Measuring Code Quality: 3 Suggestions On How To Start And Why They Are Important

June 17, 2019 in Code Review

If I ask you to tell me how much quality your code has, how would you answer it? There’s not a correct answer, and responses vary depending on seniority or past experiences of each one. As there is no consensus of what’s quality, here’s a list of aspects I think your code must have to be considered good (not necessarily in this order):

  • It must work. Whatever the feature is, it should only do what it was designed to do. No more, no less.
  • There must be automated tests to ensure it is working and to describe how it works.
  • Code is well documented (at least as much as it needs).
  • The code is clear and shows its intention by having well-chosen variables, methods, and class names.
  • It is easy to maintain, or in other words, it is easy to change.
  • It has no security breaches.
  • It is fast (at least fast enough for its usage).

Different features may be added depending on the kind of software you’re building.

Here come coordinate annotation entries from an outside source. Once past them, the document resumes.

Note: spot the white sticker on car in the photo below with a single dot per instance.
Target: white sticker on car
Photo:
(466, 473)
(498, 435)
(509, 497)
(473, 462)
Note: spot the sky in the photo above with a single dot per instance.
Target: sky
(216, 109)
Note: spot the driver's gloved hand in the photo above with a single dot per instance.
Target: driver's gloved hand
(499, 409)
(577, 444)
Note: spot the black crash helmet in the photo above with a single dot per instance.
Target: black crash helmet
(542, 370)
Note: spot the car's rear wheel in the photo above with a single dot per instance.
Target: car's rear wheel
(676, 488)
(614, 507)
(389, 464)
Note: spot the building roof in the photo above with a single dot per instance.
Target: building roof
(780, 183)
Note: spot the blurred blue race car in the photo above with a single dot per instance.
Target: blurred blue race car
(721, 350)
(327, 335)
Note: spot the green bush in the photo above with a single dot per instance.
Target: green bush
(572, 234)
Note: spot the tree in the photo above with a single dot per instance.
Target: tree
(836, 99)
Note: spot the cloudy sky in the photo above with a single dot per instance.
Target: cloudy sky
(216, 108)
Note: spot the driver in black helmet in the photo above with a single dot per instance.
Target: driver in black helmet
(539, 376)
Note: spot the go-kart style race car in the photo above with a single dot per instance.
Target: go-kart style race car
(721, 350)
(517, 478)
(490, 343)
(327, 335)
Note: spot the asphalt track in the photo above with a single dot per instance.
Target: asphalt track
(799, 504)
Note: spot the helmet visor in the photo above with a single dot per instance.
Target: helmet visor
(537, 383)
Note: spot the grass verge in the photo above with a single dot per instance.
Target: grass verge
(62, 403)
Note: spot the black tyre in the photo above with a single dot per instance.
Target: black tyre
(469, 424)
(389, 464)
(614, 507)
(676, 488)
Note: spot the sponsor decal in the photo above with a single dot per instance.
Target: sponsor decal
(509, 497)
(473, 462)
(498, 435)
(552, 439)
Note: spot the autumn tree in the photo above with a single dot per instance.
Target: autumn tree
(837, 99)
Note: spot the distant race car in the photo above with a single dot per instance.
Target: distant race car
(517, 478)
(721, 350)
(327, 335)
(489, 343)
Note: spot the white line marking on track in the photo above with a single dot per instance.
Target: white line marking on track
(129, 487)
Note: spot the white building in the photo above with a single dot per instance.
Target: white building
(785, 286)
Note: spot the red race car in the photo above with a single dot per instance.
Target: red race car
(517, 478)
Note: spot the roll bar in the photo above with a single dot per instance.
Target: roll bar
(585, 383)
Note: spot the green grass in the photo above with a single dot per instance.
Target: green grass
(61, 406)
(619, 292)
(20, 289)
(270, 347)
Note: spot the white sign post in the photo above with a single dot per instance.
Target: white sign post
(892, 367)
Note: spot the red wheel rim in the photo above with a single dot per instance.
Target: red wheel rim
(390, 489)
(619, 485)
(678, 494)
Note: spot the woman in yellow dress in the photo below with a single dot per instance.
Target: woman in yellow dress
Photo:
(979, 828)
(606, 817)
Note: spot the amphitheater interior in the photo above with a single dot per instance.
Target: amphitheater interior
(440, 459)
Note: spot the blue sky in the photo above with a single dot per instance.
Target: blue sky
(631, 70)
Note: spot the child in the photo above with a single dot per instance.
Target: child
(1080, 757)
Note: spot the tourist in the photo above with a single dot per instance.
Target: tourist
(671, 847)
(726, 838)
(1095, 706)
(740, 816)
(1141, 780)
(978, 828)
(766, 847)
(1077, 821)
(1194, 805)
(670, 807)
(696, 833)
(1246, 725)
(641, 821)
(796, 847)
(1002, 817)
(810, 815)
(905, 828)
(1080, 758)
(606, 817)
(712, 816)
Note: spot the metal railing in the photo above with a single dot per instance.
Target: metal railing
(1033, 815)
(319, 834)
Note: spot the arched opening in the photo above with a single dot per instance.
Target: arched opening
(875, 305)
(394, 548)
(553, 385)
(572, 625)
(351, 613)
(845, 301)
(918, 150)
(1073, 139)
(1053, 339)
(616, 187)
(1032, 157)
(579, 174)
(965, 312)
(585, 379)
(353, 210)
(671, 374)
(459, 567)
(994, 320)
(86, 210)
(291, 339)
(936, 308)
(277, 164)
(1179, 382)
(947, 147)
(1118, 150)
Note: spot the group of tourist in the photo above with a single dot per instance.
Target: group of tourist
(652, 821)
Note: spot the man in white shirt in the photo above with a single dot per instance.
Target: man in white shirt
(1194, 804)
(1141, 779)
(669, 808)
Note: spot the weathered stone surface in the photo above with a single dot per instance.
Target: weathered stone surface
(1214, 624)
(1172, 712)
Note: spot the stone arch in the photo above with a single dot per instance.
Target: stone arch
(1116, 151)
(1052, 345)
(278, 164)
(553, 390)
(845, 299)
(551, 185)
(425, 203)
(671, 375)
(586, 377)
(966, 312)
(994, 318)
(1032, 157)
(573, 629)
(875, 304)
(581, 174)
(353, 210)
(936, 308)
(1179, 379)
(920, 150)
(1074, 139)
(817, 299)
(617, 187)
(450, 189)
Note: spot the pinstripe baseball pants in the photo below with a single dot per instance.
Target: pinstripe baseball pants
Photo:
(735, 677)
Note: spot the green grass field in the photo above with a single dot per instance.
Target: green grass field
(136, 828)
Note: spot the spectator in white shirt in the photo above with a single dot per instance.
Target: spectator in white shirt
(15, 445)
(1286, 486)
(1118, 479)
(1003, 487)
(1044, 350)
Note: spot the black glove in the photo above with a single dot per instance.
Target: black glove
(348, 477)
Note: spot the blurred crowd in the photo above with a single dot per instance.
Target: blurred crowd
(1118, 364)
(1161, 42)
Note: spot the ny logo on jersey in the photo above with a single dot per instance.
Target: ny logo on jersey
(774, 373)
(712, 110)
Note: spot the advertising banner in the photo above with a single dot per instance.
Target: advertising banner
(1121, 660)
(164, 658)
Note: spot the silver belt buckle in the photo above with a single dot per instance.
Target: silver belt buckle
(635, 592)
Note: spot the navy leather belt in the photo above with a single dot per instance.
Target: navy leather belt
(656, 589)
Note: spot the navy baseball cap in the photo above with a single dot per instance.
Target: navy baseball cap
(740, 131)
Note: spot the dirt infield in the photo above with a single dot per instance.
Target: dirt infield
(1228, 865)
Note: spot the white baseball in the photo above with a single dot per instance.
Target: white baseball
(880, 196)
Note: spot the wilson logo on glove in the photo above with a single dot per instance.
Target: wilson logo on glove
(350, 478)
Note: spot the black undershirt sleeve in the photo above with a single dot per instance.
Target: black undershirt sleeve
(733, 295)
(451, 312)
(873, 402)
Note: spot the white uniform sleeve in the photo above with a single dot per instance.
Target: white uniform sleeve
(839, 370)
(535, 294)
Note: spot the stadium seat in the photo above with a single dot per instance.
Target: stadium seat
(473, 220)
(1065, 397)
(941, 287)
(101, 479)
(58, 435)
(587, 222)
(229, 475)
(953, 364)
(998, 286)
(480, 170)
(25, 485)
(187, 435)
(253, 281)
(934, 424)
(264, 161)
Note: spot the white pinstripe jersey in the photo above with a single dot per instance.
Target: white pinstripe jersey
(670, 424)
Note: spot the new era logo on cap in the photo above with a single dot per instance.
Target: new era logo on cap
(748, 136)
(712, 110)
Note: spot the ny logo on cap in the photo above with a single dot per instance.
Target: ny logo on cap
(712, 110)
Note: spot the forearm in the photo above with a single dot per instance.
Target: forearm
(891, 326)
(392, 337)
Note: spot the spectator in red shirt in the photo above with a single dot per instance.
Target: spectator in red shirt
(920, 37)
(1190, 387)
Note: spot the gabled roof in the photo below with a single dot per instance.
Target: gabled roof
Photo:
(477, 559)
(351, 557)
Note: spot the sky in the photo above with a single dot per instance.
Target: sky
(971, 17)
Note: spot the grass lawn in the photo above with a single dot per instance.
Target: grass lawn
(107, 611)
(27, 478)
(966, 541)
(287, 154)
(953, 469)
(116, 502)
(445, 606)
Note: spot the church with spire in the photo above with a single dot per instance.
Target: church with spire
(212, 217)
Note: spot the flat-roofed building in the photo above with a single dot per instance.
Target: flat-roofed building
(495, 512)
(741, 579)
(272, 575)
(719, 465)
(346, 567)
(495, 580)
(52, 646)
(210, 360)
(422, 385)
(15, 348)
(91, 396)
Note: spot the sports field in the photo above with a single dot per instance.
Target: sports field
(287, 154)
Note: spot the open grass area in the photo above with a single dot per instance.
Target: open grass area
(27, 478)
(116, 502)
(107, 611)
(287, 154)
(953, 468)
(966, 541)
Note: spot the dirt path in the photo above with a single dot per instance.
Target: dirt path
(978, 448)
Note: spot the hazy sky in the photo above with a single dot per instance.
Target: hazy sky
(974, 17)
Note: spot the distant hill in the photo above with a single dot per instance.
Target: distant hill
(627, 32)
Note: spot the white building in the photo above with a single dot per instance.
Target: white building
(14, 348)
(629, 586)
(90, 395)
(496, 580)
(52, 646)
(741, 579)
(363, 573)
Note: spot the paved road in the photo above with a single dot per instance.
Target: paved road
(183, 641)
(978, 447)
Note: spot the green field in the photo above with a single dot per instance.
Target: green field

You may need your code to meet some legal issues if you work in a bank or an insurance firm, for instance.

OK, we got attributes of a good code. Why should I measure it?

In my opinion, measuring is the best way of looking at the situation as it is. It is essential to listen to the feelings of developers and your senior developers. They may have a very accurate sense of codebase health status. However, you can’t rely just on it.

Developers are humans, and as humans, they are influenced by emotions, by egos (have you ever heard lines like “my code is beautiful, I’m an artist”?) and also by their experience.

This last aspect, the experience is the most crucial one. Depending on how much messy code has a developer dealt with, its definition of quality changes. That’s why measuring is so important.

You get a standardized view of your code health.

Another great thing about metrics is looking at its history to make questions. For instance, if your number of code smells in September is 33 and October it goes down to 22, you could tell your team “what have we done? Let’s keep doing this because it improved the overall code quality”! Alternatively, in the worst scenario, asking your team, “why are code smells growing so much this month?” may raise important issues, like your team being pressured by the product team to deliver faster and faster without looking to quality.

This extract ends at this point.